The ghost is still there when she wakes up the next morning, pitching her into a state of irritable disaffection. What can culture mean, she wonders as she sets out on her morning walk, in a city where it is so ubiquitous. We’re fat with culture, she thinks, like bees overfed with pollen. Fat and lethargic. No
Rite of Spring
to awaken us into astonishment. She wanders through the old Austrian quarter, her steps slowing from a sort of tourist boredom. It’s an ordinary old quarter of a big European city, with grand architecture and wide avenues, and a surround of
concert halls and museums. Does anything
happen
anymore … No horizon, nothing beyond the epidermis of stone. Things are what they are, it’s no use trying to peer beyond the ostensible. She is walking through a disenchanted world. She enters the grand national museum, feels stifled, turns right back to go out on the street. The city is museum enough, becalmed and perfectly maintained, perfectly finished and glossed. Almost asking for destruction, an upheaval, an overturning; for what else could happen next?

In her restlessness, a susurrus of music tugs at her from within, and she remembers a crowded train in Russia, years ago, taking her to Odessa from some proximate city. A heated compartment filled with sweaty Russian youths, disheveled, sloppy, rowdy … She was a bit afraid. Then they took up their guitars and harmonicas, and started singing songs from the steppes. Music which was nothing but shaped yearning, fierceness, lament, praise, lust. Blood, sweat and tears. They passed a bottle of vodka from one to the next, and to her as well, and poured it down their throats without ceasing to play. She loved them for that hour or so, the disheveled boys, traveled on the pure raw lines of their songs as if she were at one with them. The guitarist threw his head back, and his pale, pasty face opened up to the music as to a fresh large wind across a large sky. The others joined in as if they were carried on the same vast, gusty breezes, the same galloping horses, the same rolling, spacious melody.

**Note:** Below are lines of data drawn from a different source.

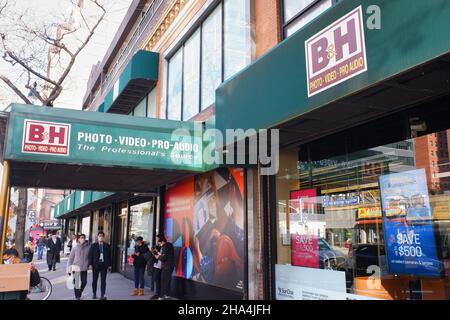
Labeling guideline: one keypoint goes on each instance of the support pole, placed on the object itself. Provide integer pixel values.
(5, 193)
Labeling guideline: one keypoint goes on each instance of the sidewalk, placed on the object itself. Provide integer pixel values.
(117, 286)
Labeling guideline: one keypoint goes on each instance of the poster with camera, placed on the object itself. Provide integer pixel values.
(409, 235)
(205, 222)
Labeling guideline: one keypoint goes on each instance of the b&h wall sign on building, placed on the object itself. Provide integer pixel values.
(336, 53)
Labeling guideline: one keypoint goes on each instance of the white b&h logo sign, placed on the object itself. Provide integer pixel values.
(46, 137)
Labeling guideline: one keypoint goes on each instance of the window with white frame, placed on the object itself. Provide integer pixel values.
(219, 48)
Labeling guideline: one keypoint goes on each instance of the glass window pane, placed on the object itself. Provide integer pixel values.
(237, 39)
(191, 88)
(139, 110)
(151, 104)
(308, 16)
(174, 87)
(292, 7)
(211, 56)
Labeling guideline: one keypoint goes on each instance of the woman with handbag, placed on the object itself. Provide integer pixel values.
(139, 262)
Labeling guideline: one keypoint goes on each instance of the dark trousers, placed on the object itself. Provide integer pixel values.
(166, 276)
(52, 264)
(95, 273)
(40, 252)
(157, 280)
(139, 277)
(82, 283)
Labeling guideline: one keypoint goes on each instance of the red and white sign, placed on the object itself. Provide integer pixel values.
(337, 53)
(46, 137)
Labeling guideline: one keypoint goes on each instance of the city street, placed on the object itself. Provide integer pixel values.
(117, 287)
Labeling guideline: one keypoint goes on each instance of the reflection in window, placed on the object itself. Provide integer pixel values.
(202, 75)
(174, 87)
(141, 225)
(211, 56)
(293, 7)
(237, 37)
(191, 88)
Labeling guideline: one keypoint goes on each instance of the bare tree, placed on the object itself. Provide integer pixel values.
(40, 55)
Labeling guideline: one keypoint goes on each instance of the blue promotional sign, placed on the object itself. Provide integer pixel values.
(408, 227)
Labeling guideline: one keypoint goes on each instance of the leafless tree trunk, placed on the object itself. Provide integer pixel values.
(31, 50)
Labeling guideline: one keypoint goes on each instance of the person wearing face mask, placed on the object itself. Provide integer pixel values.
(100, 263)
(78, 265)
(53, 250)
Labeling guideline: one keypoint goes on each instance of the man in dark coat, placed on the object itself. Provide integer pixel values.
(167, 258)
(100, 263)
(53, 250)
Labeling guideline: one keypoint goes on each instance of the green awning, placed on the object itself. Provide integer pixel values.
(61, 148)
(407, 62)
(137, 79)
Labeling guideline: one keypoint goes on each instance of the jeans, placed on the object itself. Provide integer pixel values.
(82, 283)
(40, 252)
(157, 280)
(95, 274)
(139, 277)
(166, 276)
(151, 273)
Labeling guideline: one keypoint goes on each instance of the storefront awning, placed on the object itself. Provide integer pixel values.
(61, 149)
(137, 79)
(403, 63)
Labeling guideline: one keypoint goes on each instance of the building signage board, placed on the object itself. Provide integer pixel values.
(410, 242)
(79, 137)
(336, 53)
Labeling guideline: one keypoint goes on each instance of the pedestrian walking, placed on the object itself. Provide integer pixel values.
(78, 265)
(156, 276)
(140, 257)
(100, 262)
(167, 258)
(41, 243)
(53, 251)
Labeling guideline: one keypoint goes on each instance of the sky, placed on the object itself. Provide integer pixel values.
(75, 84)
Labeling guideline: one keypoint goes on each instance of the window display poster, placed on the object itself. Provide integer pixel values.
(304, 250)
(406, 191)
(204, 220)
(410, 242)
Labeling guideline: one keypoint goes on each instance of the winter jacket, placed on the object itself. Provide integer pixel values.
(79, 256)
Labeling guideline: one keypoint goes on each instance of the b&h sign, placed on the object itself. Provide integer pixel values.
(336, 53)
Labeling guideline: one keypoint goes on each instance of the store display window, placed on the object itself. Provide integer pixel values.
(365, 223)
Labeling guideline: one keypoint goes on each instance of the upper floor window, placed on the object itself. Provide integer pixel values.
(297, 13)
(219, 48)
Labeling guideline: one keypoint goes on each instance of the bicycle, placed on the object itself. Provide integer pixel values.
(41, 291)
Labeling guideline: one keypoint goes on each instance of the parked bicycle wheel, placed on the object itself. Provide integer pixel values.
(42, 291)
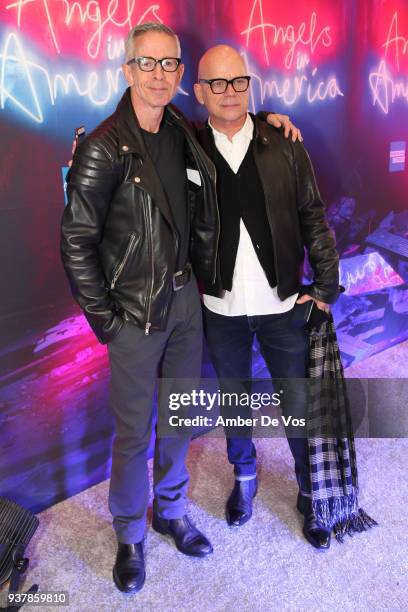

She continues to wander through the placid streets without particular aim, finds herself somehow in another old quarter where men with linked arms walk along the echoing cobblestones, their expressions hardening slightly as they pass her. Women with covered faces appear in high windows, only their eyes visible, and unreadable. Quiet, it is very quiet here; a veiled, puzzling hush, different from the calm of Brussels’s burgher heart. She begins to feel nervous. She is the alien here, she
cannot read any of the signals; and she retraces her steps to get back to the more familiar regions.